AI Summary • Published on Mar 7, 2026
Unmanned Aerial Vehicular Networks (UAVNs) are envisioned to provide flexible connectivity and low-latency services in dynamic environments. However, optimizing UAVN topology presents a significant mixed-integer nonconvex problem due to the complex coupling of discrete link decisions and continuous deployment parameters. This complexity leads to challenges in scalability, efficiency, and solution consistency under dynamic network conditions. Traditional centralized optimization methods suffer from high computational and communication overhead, while heuristic and learning-based approaches often lack global convergence guarantees and sufficient efficiency for dynamic scenarios. Game theory methods, while distributed, frequently struggle with optimizing global utility and adapting to heterogeneous environments without extensive manual parameter tuning.
This paper proposes a novel dual spatial-scale UAVN topology optimization framework, enhanced by Agentic AI and Large Language Models (LLMs), built upon Exact Potential Games (EPGs). At the large spatial scale, a log-linear learning based EPG (L3-EPG) algorithm is introduced to optimize inter-UAV link configurations, promoting sparse yet connected network topologies by reducing redundant links and interference. Concurrently, at the small spatial scale, an approximate gradient based EPG (AG-EPG) algorithm is employed to jointly optimize UAV deployment coordinates, transmission power allocation, and ground user (GU) association, aiming to improve network throughput and latency. To further boost adaptability across diverse scenarios, an LLM is integrated with a multi-source knowledge base and a Retrieval Enhanced Generation (RAG) framework. This LLM functions as a knowledge-driven decision enhancer, automatically generating appropriate utility weights based on specific network characteristics, thereby alleviating the reliance on manual parameter tuning.
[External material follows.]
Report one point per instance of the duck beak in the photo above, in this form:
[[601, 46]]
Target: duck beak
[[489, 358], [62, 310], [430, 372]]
Extensive simulation results demonstrate the significant advantages of the proposed framework over existing baseline methods in terms of energy consumption, end-to-end latency, and system throughput. The L3-EPG algorithm effectively prunes redundant links, leading to an optimized, sparse network topology while maintaining connectivity. The AG-EPG algorithm dynamically adjusts UAV 3D coordinates, with some UAVs increasing altitude to clear obstacles for critical links and others slightly descending to reduce communication distances, optimizing Line-of-Sight conditions and enhancing link quality. Compared to four benchmark algorithms (BRD-EPG, BRD-NCG, ETG, GA), the proposed approach consistently achieved higher network throughput, showing an improvement of approximately 8.4%. Furthermore, it maintained lower total energy consumption and latency as the number of UAVs increased, attributed to the efficient link optimization and adaptive parameter adjustments. The study also validated the stable convergence of both EPG-based algorithms and the effectiveness of the LLM for knowledge-based utility weight generation.
This research provides a highly adaptable and efficient framework for optimizing the complex deployment of Unmanned Aerial Vehicular Networks. By synergistically combining Agentic AI and LLMs with game-theoretic principles, the proposed solution tackles the inherent challenges of mixed-integer nonconvex optimization in UAVNs, leading to significant performance enhancements in energy efficiency, latency, and throughput. The innovative LLM-enhanced utility weight generation mechanism is particularly impactful, as it enables the system to intelligently adapt to diverse and dynamic network environments without extensive human intervention. This advancement is crucial for enabling more autonomous, reliable, and scalable UAV communication systems in critical applications such as urban emergency response.